Wednesday, September 13, 2006

[reportage] beat-ups and inaccuracies

There are certainly elements of truth to the story and anti-foreign feeling does exist, as it does in France, Germany and Britain [BNP] and yes, there are incidents like the one mentioned. The situation is that immigrants from the southern republics are flooding in and it doesn’t take a professor to work out how the locals are going to feel, particularly if they are closer to the lower socio-economic echelons [which is the majority].

Of course criminal gangs and disgruntled locals will get together from time to time. They did this in the Cronulla riots where hooligans were being bussed in and coming via train. And what? And as usual, one side of the story is told. Gangs run migrants out of town. And how many ethnic groups were NOT run out of town?

And what of me? I’m a foreigner; I neither look nor sound like a Russian. Today when I hitched a lift, the driver couldn’t stop chattering about this and that and it’s always this way. Now my car is back in operation, sadly, such conversations must cease.

It’s like the Paris riots. A friend of mine who’d been in Paris came back and said that the locals were annoyed how the issue was beaten up – it was never quite as portrayed. And yet the major dailies ran the photo I’ve now run. Is it just to sell papers or is there some other ulterior motive behind the inaccuracies?

Way back in the dark ages, I saw a university sit-in. All right, the students got it into their heads to occupy the administration building and to sit on the floor. The police were called and they couldn’t get the students out. After two hours, the Marxist leader [later a stockbroker in his Daddy’s firm] was almost ready to accede and most of the students were getting a bit, er, peckish by this time. Enough’s enough, after all.

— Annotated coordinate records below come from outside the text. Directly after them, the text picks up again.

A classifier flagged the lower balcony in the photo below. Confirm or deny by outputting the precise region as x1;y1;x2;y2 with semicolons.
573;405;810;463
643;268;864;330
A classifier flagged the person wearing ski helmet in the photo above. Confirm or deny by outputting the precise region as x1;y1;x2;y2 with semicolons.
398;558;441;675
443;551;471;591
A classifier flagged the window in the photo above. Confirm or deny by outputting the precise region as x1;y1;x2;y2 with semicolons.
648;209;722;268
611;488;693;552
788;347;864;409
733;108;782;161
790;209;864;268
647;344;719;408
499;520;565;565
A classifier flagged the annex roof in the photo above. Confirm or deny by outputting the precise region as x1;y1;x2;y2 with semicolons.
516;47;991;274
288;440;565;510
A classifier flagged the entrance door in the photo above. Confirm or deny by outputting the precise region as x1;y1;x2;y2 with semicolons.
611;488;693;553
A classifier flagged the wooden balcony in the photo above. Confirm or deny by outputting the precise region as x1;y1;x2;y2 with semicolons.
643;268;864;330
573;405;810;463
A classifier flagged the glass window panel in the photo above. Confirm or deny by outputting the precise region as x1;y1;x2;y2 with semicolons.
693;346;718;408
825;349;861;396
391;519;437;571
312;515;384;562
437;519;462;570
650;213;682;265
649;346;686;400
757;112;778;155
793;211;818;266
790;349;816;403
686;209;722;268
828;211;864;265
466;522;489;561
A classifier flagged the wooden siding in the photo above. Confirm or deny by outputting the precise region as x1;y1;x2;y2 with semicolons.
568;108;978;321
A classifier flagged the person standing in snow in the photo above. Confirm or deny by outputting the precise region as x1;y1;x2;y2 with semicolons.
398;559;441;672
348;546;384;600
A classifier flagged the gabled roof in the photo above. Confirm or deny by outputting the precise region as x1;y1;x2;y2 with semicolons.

They decided to call it a day around 17:30.

Suddenly, onto the campus drove a star reporter and I’ll name him – Dan Webb – with a large number of people who weren’t students but were part of the entourage. Next thing, scuffles broke out, then one or two more serious incidents and the cameras rolled and Webb became the on-the-spot reporter capturing it all, just in time for the evening news.

The first Bruce Willis Die Hard portrays the type of thing. Nothing but a beat up.